Bill banning willful defiance suspensions vague, functionally toothless

Proposed by District 09 California State Senator Nancy Skinner, California Senate Bill 274 will protect students TK-12 from suspension and expulsion for willful defiance or excessive truancy, starting July 1. While we support the intention of the bill, multiple reasons prevent us from supporting the bill altogether.

 

The bill protects students that are “disrupting school activities or otherwise willfully defying the valid authority of school staff” which includes acts such as refusing to comply with a directive to put one’s phone away. 

 

Proponents say SB 274 will help eliminate unnecessary suspensions that disproportionately target disabled students, LGBTQ+ students, students without a stable home and students of color. Marginalized students not only face more challenges and thus are more likely to act out in response, but they are more likely to be suspended than their non-minority peers for the same actions. Black students, for example, missed nearly 5 times more classes due to school disciplinary actions than their white counterparts.

 

The bill supplements Ed Code 48900, which automatically suspends or expels students who commit specific offenses such as threatening to act violently, non-self-defensive violence, possession of weapons, possession of drugs and other acts that risk severely endangering the school.

 

Considering the broader goal of the measure, The Campanile commends the Bill’s effort to promote equity and improve school attendance, especially by eliminating the counterintuitive approach of punishing truant students with suspensions. 

 

While we support the intention of this bill, The Campanile thinks willful defiance is too loosely defined, and banning suspension and expulsion risks stimulating further non-compliance. The lack of a clear definition of  “willful defiance” in the bill and its lack of concrete steps to mitigate defiant action may encourage disruptive students to continue to cause disturbances in classrooms. The Campanile hopes at the very least that the State Department of Education will release guidelines related to the bill to help guide the many California schools that have struggled to deal with consistently defiant students.

 

A study conducted by the National Library of Medicine found that, on average, a student’s chance of graduation decreases by 20% after each suspension due to increased disengagement and the reduction of instructional minutes. Expulsions and suspensions that trap students in a cycle of punishment should be replaced by restorative school intervention programs –– adjustment plans centered around communication between students and administrators –– which allow schools to better support misbehaving students.

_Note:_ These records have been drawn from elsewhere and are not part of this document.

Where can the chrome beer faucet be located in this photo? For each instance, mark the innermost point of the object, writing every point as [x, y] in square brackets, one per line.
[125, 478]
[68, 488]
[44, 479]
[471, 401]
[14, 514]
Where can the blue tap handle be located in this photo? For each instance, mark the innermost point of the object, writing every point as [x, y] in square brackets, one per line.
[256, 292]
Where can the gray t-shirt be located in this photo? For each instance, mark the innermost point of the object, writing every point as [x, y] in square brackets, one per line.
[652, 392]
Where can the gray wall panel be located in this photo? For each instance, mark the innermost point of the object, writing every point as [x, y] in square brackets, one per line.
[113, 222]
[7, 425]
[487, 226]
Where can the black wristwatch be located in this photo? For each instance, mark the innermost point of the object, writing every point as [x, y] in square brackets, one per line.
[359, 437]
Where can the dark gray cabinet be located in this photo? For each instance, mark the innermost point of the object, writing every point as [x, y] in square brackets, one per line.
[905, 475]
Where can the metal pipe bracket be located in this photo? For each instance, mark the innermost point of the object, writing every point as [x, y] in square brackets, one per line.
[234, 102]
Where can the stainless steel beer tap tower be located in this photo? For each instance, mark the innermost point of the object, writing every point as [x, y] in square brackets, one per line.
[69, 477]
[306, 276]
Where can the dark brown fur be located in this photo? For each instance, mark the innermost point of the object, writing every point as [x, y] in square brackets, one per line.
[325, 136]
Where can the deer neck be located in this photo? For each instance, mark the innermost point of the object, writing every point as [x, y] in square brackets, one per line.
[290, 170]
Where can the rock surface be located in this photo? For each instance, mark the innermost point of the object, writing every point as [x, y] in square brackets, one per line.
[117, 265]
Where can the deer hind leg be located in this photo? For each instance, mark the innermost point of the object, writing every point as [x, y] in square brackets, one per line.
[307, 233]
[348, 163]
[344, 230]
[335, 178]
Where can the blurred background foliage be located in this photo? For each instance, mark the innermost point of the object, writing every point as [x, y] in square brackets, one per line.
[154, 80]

Furthermore, the tardy intervention plan implemented at the beginning of the year has proven successful in improving attendance, according to Assistant Vice Principal Jerry Berkson.

 

The Campanile also does not think the bill is necessary considering the vast improvements made in schools to combat unnecessary and discriminatory suspensions. Paly has already made strides to reduce suspensions, going from over 100 to less than 20 a year in the past 18 years. Across the state, willful defiance rates have already decreased by 94% and school suspension rates have decreased by 58% in the last decade

 

Nationally, expulsions and suspension of students with IEPs — Individualized Education Programs — require legal hearings before going through. Paly’s suspension policy also prevents students from being excessively punished for noncompliance. Snap suspensions, where teachers declare a student suspended in the moment, are rare as they must be followed up within 24 hours by a hearing justifying the reasoning for the suspension. And the vast majority of cases, teachers must write referrals to administrators before a student can be suspended. Thus The Campanile thinks pre-existing improvements in limiting defiance rates render SB 274 unnecessary. 

 

While the Campanile agrees with the bill’s goal of mitigating discriminatory practices and disadvantages stemming from suspensions and expulsions, we encourage legislators to confront willfully defiant and truant students by proposing a standardized solution similar to Paly’s defiance intervention program.